The statue of William Wallace which stands in a niche above the front door was made by Robert Forrest of Carluke and presented to the town in 1882.
Wallace had very strong connections with Lanark. He married Marion Braidfute in the Old St Kentigern's and his assassination of the English governor in Lanark Castle in 1297 sparked off the struggle for Scottish independence.
The main beams of St. Nicholas Church are remarkable for their unbroken span.
The whole of the roof was re-instated and re-leaded as part of the 1994/95 restoration.
There are two bells at St. Nicholas. The larger one was originally from the Old Church of St. Kentigerns, and is believed to date from 1110 and is one of the oldest bells in Europe.
It is thought that William Wallace would have listened to the same church bell when he attended St. Kentigerns in 1296.
The pulpit fall, table runners and book markers are part of a sequence of such sets, each used at a particular time in the church's calendar and each designed and embroidered by dedicated teams of members as part of the process of restoration which took place in 1994/95.
The local branch of the Civic Trust annually presents the Neil Sinclair award to the project which, in their opinion, has done most to improve the environment and, for 1996, the award came to St Nicholas for the improvement to the interior of the church. The black and gold plaque records this event.
The Mission Church Stained Glass Window
We have some very fine stained glass from Victorian times onwards, including an excellent example of modern glass in the Bicentenary window of 1974, shown below. This shows the figure of St Nicholas, the arms of the Royal Burgh and mounted figures of Burgh Standard-bearers past and present. The stand-bearer, or Lord Cornet, is still elected annually and is closely associated with the local summer celebrations of the Lanimers, based on the yearly inspection of the stones, marking the boundaries of the Royal Burgh.

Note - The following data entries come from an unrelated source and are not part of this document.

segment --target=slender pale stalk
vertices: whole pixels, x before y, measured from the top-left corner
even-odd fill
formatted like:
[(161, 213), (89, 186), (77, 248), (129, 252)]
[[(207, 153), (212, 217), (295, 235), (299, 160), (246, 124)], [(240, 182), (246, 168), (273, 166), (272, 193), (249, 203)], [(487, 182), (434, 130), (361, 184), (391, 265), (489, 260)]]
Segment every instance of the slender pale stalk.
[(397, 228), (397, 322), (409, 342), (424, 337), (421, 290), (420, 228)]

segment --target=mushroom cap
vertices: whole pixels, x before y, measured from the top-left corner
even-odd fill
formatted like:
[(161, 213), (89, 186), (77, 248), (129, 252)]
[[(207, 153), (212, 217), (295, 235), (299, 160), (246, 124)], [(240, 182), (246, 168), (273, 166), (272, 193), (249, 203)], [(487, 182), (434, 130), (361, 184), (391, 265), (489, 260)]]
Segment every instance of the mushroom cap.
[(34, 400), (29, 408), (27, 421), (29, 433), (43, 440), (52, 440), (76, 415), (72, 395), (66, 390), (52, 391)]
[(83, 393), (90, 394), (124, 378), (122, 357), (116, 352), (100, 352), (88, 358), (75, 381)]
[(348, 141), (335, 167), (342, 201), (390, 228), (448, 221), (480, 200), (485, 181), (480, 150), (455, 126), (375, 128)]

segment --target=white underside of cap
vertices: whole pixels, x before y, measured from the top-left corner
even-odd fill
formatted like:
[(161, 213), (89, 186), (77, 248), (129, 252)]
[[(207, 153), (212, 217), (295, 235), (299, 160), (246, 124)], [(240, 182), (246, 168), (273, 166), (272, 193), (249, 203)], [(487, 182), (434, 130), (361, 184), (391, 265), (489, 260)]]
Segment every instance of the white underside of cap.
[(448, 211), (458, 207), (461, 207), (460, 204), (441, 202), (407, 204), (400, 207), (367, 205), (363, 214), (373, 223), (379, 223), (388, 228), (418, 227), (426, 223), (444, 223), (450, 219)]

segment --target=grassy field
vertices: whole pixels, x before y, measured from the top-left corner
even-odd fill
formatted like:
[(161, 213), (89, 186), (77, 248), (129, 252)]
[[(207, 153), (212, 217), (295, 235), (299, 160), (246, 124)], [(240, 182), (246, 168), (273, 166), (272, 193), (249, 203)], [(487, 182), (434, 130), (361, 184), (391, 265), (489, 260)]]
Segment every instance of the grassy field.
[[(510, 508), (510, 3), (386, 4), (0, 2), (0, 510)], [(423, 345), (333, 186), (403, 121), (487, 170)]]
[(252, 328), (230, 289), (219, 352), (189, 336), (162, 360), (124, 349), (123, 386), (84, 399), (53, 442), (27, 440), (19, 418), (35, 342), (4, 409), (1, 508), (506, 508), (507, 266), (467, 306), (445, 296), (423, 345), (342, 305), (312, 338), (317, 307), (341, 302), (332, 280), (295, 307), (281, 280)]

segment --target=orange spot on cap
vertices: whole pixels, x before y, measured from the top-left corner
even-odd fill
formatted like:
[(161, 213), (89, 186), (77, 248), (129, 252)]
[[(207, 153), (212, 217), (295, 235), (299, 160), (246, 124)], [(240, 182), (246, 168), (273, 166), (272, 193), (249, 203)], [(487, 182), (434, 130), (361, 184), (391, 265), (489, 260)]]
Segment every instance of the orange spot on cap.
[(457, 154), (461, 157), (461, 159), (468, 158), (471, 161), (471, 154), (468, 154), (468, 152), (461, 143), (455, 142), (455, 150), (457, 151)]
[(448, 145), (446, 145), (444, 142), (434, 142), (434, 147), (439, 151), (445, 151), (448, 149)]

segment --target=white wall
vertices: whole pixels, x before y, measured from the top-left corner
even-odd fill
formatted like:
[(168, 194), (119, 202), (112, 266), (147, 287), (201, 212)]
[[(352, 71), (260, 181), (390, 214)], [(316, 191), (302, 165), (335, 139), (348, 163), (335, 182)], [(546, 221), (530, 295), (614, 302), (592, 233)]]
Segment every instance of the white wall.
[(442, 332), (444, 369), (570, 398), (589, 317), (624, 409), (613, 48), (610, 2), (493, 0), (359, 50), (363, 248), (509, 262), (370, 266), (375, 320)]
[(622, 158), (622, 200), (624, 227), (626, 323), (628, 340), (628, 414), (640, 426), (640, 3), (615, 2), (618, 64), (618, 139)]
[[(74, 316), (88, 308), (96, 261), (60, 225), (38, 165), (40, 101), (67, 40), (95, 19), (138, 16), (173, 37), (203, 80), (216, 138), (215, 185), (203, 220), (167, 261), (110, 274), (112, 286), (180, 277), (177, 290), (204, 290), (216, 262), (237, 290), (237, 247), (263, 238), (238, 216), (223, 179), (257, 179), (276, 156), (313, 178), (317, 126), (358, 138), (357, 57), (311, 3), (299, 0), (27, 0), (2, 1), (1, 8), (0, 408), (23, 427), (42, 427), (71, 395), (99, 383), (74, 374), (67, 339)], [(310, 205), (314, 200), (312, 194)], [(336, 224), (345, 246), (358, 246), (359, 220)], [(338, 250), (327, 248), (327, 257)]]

Around the top of the window are the symbols of the town's traditional trade guilds, from left to right, Skinners, Wrights, Shoemakers, Smiths, Tailors and Dyers
The Bicentenary Window
The area set apart by gilded rails serves as a small chapel which is used for midweek services and on other special occasions. In a glass-topped case is the Yvetot Bible, presented by the People of Yvetot in Normandy, one of the area's twin towns. At the rear of the chapel there are two artificially lit stained glass panels which came from the Mission Church at New Lanark when it ceased to be used for worship in 1971.
The Minister's chair and communion table have both been gifted and come from the former St Kentigern's Church in Hope Street. Also in this area is the framed document from the Scottish Lyon Court confirming the detail of the grant of arms to St Nicholas in 1995. In heraldic language, this describes St Nicholas with his symbolic bag of gold, The Bible, the Royal Burgh's two-headed eagle and the symbols of the mediaeval church, mainly St Michael (the sword), St Catherine (the wheel), the Virgin Mary (the lily) and the Holy Blood.
The impressive church organ with its golden pipes, takes pride of place at the front of the church at St. Nicholas. The organ was originally built by Foster and Andrews of Hull, and was installed in 1892.
The instrument was completely rebuilt and its action reinstated to its original specification as part of the 1994/95 church restoration.